Title: Chen Duxiu, you come to lecture.
Text: One day constructed find Zen master, asked: "Master, many people shout my husband, good distress, how to do?" ”

Jackson said nothing and handed him a box of condoms. Constructed took the condom thoughtfully said: "I understand, the master means that since can not be avoided, do good security measures?" ”

The master shook his head and said, "Hubby, screw me!" ”
****************************************************************************************************
Water can carry a boat or boat.
Title: Onion:???
Text: Girlfriend told me to break up, I asked her why?

She did not speak, took out an onion, a layer of peel off, eyes filled with tears.

I am also very difficult to see here: "You mean that I have not been together for so long to understand your layer of the inner world under the package?" ”

She choked and said: "No, I mean, I love to rip onions!!" ”
****************************************************************************************************
Water can carry a boat or boat.
Title: Little Prince Edward Milk
Text: Excitement of the discovery, my husband changed the name of my notes to "small Prince of Milk."

Evening spoiled the said: "Husband, is not imagine the TV pet Concubine Love Me."

The goods actually said: "Wife, you read backwards."

I:...
****************************************************************************************************
Water can carry a boat or boat.
Title: Don't Kill Fish tonight.
Body: Wife: let you kill a fish so laborious! What's your relationship with a moron?

Husband: Marital relationship ...
****************************************************************************************************
Water can carry a boat or boat.
Title: Breathtaking operation
Text: Husband: I stretch out her thin like organdy of clothes, stretched out her tongue lick her tender water's cheek, homeopathic kiss on her lips, sucking hard ...
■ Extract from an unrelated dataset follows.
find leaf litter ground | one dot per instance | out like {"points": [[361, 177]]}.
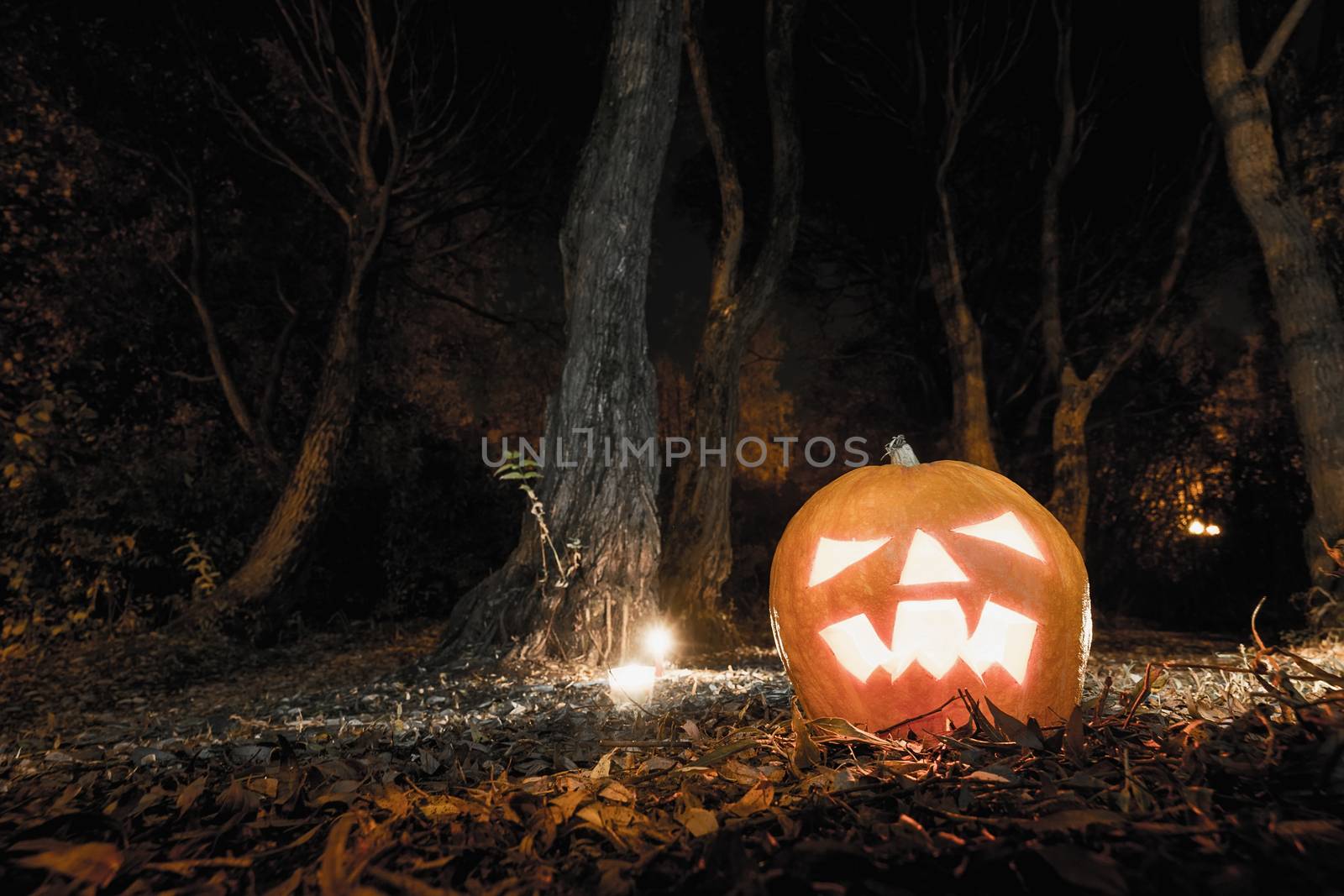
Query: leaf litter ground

Daughter-in-law hand is a palm: MD, eat a grape you say so ecstasy?
****************************************************************************************************
Water can carry a boat or boat.
Title: Last three days let you know what I'm good for
Text: Work charming lying in my bed, charming lips angle light kai: "My dear, this can be one months, you how not to touch others." ”
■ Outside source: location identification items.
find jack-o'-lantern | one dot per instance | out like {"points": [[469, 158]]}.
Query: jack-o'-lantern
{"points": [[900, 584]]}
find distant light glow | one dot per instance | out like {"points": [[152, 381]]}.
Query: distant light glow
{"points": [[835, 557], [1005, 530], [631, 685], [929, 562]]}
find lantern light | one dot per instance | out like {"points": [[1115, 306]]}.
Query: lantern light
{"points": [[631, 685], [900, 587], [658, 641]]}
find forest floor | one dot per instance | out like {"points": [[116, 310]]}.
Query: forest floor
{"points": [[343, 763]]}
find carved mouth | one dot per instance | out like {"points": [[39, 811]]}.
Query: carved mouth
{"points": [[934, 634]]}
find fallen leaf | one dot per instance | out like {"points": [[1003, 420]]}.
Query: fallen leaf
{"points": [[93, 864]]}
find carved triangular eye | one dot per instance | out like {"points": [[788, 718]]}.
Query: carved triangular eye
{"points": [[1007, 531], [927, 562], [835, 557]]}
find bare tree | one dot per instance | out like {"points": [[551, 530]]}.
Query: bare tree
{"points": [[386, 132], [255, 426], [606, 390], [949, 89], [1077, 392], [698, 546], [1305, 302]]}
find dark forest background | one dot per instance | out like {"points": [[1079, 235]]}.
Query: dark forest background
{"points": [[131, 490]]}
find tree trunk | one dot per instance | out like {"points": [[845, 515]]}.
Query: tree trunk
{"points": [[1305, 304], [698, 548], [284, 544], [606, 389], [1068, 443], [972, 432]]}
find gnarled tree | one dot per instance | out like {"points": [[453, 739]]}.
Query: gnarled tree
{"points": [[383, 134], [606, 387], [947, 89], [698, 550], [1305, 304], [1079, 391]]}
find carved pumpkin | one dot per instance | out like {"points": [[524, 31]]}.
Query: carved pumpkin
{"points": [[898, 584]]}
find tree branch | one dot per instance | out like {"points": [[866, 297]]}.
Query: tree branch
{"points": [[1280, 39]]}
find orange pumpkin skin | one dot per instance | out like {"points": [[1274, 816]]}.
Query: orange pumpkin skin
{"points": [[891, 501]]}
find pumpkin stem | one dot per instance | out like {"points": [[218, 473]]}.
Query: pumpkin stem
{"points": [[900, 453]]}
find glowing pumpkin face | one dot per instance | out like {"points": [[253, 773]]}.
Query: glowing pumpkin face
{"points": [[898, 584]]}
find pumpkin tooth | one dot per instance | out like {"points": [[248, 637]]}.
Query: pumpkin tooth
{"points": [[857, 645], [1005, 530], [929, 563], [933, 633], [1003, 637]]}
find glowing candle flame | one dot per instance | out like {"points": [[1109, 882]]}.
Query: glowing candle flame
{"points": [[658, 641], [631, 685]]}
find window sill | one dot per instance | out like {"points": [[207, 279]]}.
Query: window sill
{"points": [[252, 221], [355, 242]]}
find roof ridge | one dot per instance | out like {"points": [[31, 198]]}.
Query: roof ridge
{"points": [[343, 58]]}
This job is also worthy of beauty, the voice of the last vocal chatter rose three degrees, like the feathers of the people itch, I slap it on the face. "The last three days let you know what I am." ”
****************************************************************************************************
Water can carry a boat or boat.
Title: I want to pee
Text: A day continuous on three boring Malay class, the teacher has refused to class,

The Deskmate finally can't help shouting: I want to pee. ”

The teacher was furious: "On my class how dare not ashamed to miss." ”
****************************************************************************************************
Water can carry a boat or boat.
Title: The expectations of the teacher for you
Text: In the hall, the master is speaking to the disciples: "The name of the teacher for you is not a casual, but for the teacher to your expectations, you understand?" ”
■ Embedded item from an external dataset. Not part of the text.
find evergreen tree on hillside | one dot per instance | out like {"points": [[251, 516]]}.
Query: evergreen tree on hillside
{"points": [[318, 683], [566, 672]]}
All the disciples answered understand, only one disciple silent, the master looked at, asked the disciple said: "Died, why don't you talk?" ”
[Finished in 0.9s]

Hilarious net short joke regular match-how to exclude the page tab of the source code

Contact Us

The content source of this page is from Internet, which doesn't represent Alibaba Cloud's opinion; products and services mentioned on that page don't have any relationship with Alibaba Cloud. If the content of the page makes you feel confusing, please write us an email, we will handle the problem within 5 days after receiving your email.

If you find any instances of plagiarism from the community, please send an email to: info-contact@alibabacloud.com and provide relevant evidence. A staff member will contact you within 5 working days.

A Free Trial That Lets You Build Big!

Start building with 50+ products and up to 12 months usage for Elastic Compute Service

  • Sales Support

    1 on 1 presale consultation

  • After-Sales Support

    24/7 Technical Support 6 Free Tickets per Quarter Faster Response

  • Alibaba Cloud offers highly flexible support services tailored to meet your exact needs.